“Poor Monsieur Desvanneaux!”
“You pity me, dear Mademoiselle? I thank you! The role of consoler is truly worthy of your large heart, and if you do not forbid me to hope—” said this modern Tartufe, approaching Eugenie little by little.
“Take care!” said she; “suppose the General should be hidden under that table, like Orgon!”
“The General!” exclaimed Desvanneaux; “he is too much occupied elsewhere!”
“Occupied with whom?”
“With Zibeline, probably. He never left her side all the evening, last night at the Opera.”
“Pardon me! He was here until after ten o’clock.”
“Yes, but afterward—when the opera was over?”
“Well, what happened when the opera was over?” Eugenie inquired, forcing herself to hide her emotion.
“They went away together! I saw them—I was watching them from behind a column. What a scandal!”
“And your conclusion on all this, Monsieur Desvanneaux?”
“It is that the General is deceiving you, dear Mademoiselle.”
“With that young girl?”
“A bold hussy, I tell you! A Messalina! Ah, I pity you sincerely in my turn! And should a devoted consoler, a discreet avenger, be able to make you forget this outrage to your charms, behold me at your feet, devoting to you my prayers, awaiting only a word from you to become the most fortunate among the elect—”
A loud knock at the outer door spared Mademoiselle Gontier the trouble of repelling her ridiculous adorer, who promptly scrambled to his feet at the sound.
“A visitor!” he murmured, turning pale. “Decidedly, I have no luck—”
“Monsieur le Marquis de Prerolles is in the drawing-room,” a domestic announced.
“Beg him to wait,” said Eugenie, reassured by this visit, which was earlier than the usual hour. “You see that you are badly informed, Monsieur Desvanneaux,” she added.
“For heaven’s sake, spare me this embarrassing meeting!” said the informer, whose complexion had become livid.
“I understand. You fear a challenge?”
“Oh, no, not that! My religious principles would forbid me to fight a duel. But the General would not fail to rally me before my wife regarding my presence here, and Madame Desvanneaux would be pitiless.”
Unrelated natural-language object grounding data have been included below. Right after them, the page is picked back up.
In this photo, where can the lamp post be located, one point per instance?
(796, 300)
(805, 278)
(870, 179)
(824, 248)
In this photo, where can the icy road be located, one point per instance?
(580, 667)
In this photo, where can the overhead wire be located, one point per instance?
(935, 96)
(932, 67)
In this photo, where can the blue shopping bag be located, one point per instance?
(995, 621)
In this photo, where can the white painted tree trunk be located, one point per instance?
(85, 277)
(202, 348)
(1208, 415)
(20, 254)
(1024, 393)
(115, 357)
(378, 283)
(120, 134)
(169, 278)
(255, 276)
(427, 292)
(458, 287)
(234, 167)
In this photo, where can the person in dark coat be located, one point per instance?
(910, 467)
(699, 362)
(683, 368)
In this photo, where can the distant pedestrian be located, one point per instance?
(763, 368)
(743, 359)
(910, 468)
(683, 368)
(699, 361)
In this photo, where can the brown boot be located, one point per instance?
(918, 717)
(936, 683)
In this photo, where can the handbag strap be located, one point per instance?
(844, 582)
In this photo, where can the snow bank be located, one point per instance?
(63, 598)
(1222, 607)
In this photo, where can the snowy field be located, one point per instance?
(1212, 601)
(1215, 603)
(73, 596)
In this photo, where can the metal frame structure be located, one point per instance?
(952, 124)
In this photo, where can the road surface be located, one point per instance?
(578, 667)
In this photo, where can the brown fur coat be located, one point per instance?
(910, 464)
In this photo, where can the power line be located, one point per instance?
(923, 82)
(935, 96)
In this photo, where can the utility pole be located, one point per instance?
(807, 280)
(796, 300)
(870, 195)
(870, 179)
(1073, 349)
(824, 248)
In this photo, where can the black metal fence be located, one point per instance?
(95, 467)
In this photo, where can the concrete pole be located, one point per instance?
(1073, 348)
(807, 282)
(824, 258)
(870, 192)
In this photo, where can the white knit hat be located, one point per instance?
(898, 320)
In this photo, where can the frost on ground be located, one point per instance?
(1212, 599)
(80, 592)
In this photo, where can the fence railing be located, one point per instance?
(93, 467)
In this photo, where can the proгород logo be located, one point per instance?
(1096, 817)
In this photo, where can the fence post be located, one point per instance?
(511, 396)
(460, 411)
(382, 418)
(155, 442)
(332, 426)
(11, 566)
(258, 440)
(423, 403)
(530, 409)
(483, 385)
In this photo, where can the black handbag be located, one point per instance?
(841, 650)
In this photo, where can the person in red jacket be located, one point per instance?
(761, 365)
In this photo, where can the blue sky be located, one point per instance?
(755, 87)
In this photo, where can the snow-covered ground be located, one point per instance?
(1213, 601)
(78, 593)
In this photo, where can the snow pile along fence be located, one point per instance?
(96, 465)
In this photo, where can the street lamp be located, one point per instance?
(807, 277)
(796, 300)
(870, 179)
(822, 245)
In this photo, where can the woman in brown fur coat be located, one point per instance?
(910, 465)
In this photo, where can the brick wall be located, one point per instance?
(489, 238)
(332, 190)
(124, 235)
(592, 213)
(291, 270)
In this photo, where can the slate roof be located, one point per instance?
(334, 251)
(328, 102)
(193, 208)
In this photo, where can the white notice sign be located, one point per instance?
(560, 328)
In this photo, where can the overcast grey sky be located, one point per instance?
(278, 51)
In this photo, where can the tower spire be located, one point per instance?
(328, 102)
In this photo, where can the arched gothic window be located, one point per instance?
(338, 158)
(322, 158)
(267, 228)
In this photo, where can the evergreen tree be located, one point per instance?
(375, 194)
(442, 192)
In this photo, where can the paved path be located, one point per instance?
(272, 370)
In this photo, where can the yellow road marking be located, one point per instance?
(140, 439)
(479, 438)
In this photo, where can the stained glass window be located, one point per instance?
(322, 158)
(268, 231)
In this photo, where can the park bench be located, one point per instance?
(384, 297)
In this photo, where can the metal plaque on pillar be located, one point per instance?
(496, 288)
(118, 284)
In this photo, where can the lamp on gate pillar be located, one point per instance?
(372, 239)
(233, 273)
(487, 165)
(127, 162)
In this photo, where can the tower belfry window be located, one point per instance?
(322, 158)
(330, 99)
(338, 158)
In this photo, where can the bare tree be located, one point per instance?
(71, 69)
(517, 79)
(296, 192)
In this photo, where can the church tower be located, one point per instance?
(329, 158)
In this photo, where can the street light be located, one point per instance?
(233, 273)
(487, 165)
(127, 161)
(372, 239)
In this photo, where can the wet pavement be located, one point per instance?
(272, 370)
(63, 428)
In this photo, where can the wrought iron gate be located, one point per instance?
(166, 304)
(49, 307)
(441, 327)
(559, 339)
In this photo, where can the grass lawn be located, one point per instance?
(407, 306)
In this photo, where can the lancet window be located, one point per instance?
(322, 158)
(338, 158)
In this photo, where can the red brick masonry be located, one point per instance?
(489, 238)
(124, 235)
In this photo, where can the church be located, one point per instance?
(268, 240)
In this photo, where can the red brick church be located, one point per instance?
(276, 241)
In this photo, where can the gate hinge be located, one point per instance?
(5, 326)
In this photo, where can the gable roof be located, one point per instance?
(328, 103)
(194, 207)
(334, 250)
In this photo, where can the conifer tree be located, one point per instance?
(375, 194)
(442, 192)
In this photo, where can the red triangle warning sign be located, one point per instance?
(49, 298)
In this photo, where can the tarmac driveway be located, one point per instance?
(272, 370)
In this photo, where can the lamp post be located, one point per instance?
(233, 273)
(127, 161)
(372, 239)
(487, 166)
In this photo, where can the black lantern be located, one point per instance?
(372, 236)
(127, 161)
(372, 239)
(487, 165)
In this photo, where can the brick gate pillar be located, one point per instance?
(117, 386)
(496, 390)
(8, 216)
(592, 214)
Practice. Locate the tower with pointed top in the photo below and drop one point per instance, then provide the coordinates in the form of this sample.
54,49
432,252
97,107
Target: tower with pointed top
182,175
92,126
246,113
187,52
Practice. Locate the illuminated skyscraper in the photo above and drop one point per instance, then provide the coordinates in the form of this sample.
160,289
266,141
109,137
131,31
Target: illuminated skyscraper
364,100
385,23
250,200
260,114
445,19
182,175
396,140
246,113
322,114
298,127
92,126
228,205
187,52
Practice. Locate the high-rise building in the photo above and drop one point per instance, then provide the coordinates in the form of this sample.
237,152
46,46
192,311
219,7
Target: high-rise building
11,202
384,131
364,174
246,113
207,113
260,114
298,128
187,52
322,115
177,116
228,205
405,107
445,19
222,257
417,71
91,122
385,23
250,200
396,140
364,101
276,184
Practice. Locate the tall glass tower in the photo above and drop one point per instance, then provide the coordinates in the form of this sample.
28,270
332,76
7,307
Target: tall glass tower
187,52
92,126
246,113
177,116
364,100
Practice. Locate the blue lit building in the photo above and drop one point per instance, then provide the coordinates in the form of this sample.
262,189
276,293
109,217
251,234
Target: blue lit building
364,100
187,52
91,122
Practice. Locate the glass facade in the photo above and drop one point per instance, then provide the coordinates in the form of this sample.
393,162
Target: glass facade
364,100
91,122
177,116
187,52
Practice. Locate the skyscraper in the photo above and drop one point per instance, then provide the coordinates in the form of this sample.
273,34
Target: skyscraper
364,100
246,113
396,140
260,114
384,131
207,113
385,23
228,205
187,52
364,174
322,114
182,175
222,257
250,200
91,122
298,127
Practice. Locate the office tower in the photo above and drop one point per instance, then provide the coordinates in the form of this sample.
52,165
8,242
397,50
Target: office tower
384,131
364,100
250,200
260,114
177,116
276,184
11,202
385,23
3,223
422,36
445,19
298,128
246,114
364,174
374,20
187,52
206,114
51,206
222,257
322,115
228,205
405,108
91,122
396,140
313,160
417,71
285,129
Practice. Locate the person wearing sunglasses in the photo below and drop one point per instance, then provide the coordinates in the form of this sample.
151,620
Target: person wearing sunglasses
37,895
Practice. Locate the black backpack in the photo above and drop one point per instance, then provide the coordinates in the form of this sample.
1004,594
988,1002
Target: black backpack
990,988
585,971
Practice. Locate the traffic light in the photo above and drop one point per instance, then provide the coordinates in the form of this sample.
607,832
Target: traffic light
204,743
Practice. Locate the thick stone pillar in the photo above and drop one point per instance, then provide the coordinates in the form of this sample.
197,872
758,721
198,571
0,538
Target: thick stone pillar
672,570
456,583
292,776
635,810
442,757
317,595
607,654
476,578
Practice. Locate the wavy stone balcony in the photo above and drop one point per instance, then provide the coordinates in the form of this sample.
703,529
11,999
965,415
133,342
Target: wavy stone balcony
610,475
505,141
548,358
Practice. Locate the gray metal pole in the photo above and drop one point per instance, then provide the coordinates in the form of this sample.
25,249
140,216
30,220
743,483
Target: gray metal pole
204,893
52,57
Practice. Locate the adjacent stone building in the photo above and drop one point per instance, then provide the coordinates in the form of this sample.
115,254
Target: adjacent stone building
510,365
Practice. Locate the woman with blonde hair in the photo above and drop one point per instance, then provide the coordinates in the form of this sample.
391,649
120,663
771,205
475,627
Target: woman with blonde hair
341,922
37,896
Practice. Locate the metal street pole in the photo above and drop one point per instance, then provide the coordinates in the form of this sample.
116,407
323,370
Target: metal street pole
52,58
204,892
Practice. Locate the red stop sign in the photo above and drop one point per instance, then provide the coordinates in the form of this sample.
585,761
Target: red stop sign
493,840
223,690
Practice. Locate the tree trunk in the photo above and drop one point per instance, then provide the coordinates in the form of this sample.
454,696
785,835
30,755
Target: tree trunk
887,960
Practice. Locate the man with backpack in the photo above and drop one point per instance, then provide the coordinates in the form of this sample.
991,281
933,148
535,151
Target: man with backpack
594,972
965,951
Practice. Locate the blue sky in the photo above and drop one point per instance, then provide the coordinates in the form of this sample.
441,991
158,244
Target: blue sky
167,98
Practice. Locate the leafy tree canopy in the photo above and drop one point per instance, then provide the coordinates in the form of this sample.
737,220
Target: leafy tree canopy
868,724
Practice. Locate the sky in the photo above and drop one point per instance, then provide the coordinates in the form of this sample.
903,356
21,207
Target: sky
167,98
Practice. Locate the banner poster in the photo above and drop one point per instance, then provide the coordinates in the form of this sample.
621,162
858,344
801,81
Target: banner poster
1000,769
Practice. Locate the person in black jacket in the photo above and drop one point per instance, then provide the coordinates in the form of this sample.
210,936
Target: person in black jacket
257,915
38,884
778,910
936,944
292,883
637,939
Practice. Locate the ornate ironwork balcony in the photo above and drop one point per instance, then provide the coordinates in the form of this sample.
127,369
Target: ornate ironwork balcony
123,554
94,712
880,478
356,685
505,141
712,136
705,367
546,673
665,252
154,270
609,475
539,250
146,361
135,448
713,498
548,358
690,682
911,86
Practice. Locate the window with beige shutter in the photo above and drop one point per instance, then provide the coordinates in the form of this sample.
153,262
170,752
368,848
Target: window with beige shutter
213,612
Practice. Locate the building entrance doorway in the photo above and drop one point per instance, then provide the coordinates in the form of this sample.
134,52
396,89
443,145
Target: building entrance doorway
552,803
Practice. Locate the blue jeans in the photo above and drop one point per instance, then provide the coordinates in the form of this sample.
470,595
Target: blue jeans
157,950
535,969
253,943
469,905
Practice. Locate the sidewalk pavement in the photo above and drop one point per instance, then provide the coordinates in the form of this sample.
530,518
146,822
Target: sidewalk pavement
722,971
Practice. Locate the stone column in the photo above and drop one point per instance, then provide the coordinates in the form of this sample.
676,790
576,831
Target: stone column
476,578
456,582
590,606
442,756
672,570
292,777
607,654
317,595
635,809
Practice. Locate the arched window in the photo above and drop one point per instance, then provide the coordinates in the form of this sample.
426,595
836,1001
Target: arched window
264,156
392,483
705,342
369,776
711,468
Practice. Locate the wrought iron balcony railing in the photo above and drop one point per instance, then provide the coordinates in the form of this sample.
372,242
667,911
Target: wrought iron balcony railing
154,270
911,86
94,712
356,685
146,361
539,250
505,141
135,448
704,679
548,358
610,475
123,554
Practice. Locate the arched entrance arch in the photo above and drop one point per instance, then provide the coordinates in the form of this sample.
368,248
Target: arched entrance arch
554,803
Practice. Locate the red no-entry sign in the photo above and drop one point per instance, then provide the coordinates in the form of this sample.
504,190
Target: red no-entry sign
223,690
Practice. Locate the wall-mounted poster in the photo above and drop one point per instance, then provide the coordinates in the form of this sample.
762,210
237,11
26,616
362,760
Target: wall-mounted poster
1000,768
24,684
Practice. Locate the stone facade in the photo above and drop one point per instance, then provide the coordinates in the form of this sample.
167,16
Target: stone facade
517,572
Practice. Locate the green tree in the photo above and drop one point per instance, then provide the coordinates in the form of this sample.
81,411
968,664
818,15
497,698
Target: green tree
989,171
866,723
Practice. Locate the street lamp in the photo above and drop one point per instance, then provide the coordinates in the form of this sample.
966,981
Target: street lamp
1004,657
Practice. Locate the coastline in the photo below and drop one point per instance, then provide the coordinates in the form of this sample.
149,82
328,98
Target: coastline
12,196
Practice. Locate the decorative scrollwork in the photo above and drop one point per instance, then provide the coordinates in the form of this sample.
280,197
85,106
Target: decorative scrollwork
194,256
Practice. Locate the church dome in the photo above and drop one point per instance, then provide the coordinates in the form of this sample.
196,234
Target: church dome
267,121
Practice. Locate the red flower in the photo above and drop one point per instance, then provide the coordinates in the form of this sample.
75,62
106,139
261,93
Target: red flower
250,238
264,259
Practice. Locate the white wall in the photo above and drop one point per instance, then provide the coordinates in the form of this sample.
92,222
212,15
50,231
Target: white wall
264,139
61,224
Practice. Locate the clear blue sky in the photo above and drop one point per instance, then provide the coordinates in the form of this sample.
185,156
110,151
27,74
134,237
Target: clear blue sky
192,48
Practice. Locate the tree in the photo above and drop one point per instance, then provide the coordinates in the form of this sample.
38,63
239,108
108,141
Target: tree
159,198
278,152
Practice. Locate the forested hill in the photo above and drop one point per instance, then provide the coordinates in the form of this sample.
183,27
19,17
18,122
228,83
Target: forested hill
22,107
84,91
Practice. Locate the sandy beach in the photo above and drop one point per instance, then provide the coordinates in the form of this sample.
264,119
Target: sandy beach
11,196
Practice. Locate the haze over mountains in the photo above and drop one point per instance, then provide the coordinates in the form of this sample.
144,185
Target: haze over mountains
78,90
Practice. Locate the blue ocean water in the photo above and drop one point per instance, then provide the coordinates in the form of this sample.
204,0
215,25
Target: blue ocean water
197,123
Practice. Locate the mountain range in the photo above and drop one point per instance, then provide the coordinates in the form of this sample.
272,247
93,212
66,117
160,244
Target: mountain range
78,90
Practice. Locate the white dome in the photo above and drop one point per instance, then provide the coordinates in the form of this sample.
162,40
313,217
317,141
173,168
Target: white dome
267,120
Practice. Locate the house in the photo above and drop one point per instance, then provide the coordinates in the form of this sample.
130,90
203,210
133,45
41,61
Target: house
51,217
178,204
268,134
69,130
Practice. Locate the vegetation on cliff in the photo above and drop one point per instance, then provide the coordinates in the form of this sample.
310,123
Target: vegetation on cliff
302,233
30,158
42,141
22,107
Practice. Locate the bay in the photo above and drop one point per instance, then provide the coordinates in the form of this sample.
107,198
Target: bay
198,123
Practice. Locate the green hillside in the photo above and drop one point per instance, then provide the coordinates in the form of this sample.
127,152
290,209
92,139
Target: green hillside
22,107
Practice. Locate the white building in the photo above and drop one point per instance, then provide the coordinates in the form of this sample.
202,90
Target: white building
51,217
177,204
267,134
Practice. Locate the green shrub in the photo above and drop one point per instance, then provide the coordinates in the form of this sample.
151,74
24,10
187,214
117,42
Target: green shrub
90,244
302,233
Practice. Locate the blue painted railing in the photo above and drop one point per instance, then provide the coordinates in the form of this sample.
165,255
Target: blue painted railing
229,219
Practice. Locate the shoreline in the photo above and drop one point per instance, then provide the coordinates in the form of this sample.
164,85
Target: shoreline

“Own, however, that you richly deserve a lesson, Lovelace that you are! But I will take pity on you,” said Eugenie, opening a door at the end of the room. “The servants’ stairway is at the end of that corridor. You know the way!” she added, laughing.
“I am beginning to know it, dear Mademoiselle!” said the pitiful beguiler, slipping through the doorway on tiptoe.
CHAPTER XIX
BROKEN TIES
After picking up a chair which, in his alarm, the fugitive had overturned in his flight, Mademoiselle Gontier herself opened the door leading to the drawing-room.